FILE PHOTO: A logo for Huawei is seen during the KubeCon + CloudNativeCon Europe in Paris

By Karen Freifeld

NEW YORK (Reuters) -The U.S. Justice Department's long-running criminal case accusing China's Huawei of misleading banks about the tech company's business in Iran, among other charges, is heading toward a January 2026 trial.

At a status conference on Thursday in Brooklyn, New York, Assistant U.S. Attorney Alexander Solomon told U.S. District Judge Ann Donnelly that "settlement discussions ended in an impasse. We believe it would be prudent to schedule a trial date."

The judge said she thought a "good placeholder" date for the trial to start would be the beginning of January 2026.

The case, which has long strained U.S.-China ties, began in 2018 with a sealed indictment that led to Huawei CFO Meng Wanzhou being detained in Vancouver, Canada, on a U.S. warrant.

As part of a 2021 deal, the charges against Meng, who is also the daughter of the company's founder, were dismissed.

The broader case against Huawei is pending. Huawei has pleaded not guilty.

Solomon said prosecutors expect the trial to last four to six months.

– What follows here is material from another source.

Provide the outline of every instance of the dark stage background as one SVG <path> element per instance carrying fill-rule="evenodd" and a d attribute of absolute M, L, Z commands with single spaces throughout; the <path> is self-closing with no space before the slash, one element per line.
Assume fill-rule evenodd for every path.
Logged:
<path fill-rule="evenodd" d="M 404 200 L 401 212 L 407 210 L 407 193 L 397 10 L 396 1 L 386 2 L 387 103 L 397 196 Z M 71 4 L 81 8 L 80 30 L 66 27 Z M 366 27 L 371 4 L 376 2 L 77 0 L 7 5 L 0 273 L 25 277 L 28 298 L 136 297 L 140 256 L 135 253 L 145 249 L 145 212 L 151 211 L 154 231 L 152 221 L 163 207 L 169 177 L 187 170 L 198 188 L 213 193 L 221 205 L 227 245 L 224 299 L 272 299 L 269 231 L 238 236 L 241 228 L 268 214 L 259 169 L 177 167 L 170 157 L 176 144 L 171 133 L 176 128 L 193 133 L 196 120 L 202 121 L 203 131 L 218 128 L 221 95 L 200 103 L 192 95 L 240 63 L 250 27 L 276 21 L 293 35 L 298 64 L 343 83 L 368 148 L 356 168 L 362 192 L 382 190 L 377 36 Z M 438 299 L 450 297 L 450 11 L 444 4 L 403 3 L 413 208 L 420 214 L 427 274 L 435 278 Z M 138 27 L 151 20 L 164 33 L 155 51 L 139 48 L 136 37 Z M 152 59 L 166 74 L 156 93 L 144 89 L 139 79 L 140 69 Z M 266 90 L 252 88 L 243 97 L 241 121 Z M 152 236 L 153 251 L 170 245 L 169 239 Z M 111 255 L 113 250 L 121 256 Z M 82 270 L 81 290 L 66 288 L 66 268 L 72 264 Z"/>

Douglas Axel, a lawyer for Huawei, said the company has a pending motion to split the case, essentially separating the bank fraud charges from the allegations of trade secret theft. But the government suggested they would oppose a split and that the charges were linked.

Huawei was indicted in 2018 on bank fraud charges of misleading HSBC and other banks about its business in Iran, which is subject to U.S. sanctions.

In 2020, the Justice Department added more charges to the case, including that Huawei allegedly conspired to steal trade secrets from six U.S. technology companies and helped Iran track protesters during anti-government demonstrations in 2009.

Meng entered a deferred prosecution agreement with U.S. prosecutors in Sept. 2021 in which she acknowledged having made false statements about Huawei's Iran business.

After an unusual virtual hearing, she was allowed to fly to China from Canada. Shortly afterward, China released two Canadians it had been holding, and two American siblings who had been prevented from leaving the country were allowed to fly home.

Since 2019, the U.S. has restricted Huawei's access to U.S. technology, accusing the company of activities contrary to U.S. national security, which Huawei denies.

The company reported its fastest growth in four years in 2023, with a rebound in its consumer segment and income from new businesses like smart car components accelerating its recovery from the U.S. restrictions.